Apparently it does in West Texas. Everything is big — big sky with not a cloud in it, but marked with white tailings from every jumbo jet cruising by; big highways with semis playing truck tag all day, often forgetting that little rigs are politely trying to share the pavement in the Canadian way; big cities in the eastern part of the state, leaving the west laid bare to the world, but for El Paso, big only in its sprawl of low-rise structures.
And bare it is. Little vegetation in all that high desert, few houses, small towns that add new meaning to the word poverty. Some towns are burdened with a name simply because there are two gas stations, one on either side of the interstate, the kind of place that when you stop, you thank the powers that be it isn’t your job to pump the gas nor your fate to live there for all your days.
It’s big prairie, as flat as any on the Canadian side of the border, with cattle occasionally coming into focus. The drivers know they’re out there somewhere because the highway is lined with relatively low fencing.
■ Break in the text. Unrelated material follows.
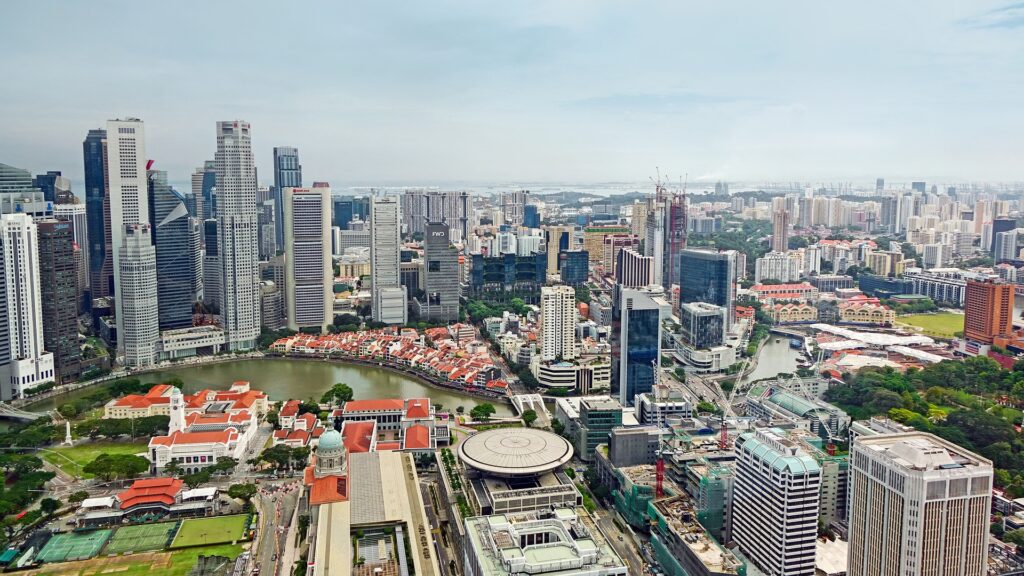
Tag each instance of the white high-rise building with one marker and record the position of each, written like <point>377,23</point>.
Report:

What is small is the vegetation. Few trees but scrub brush everywhere. In another time, it likely reduced soil erosion caused by a relentless wind. Now branches’ sole purpose seems to be to catch the ubiquitous white plastic grocery bags as they sail by. Canadians accustomed to recycling nearly everything are shocked when a restaurant meal is delivered on a plastic plate, with plastic cutlery for famed Texas barbecue. The drink cups are Styrofoam. Bring on the garbage bags. Why wash when you can throw it out?
And as an aside, famed Texas barbecue doesn’t deliver. Moe’s Original Bar B Que in North Carolina, following Alabama protocol, and a Louisiana version at Jason’s Diner in Port Allen, knock Texas on its ribs.
But west Texas has come across with a delightful state park jutting out of prairie. Balmorhea State Park, just outside the small town of the same name, promises an oasis and delivers. The pools formed by mineral springs appear as conventional swimming pools filled with water at a year-round 72-degree water (about 21C). Signs lining the pools explain how the springs form deep beneath the earth and how that water is captured for human use. They mention the man-made pool has a bottom that is a hard surface in some areas but is all natural in others. Developed during the Depression by the Work Progress Administration, the pools’ outflow forms a cienega, the Spanish term for a natural marsh.
Ian, who will flail his way out of any waterway when the suggestion is made of marine life swimming beneath him, is stunned to see a half-dozen large catfish making for his lily white toes as he sits on the pool’s steps.
He can swim quite fast.
As much as San Antonio captured our imagination in a big way, with the exception of one park, West Texas lost it.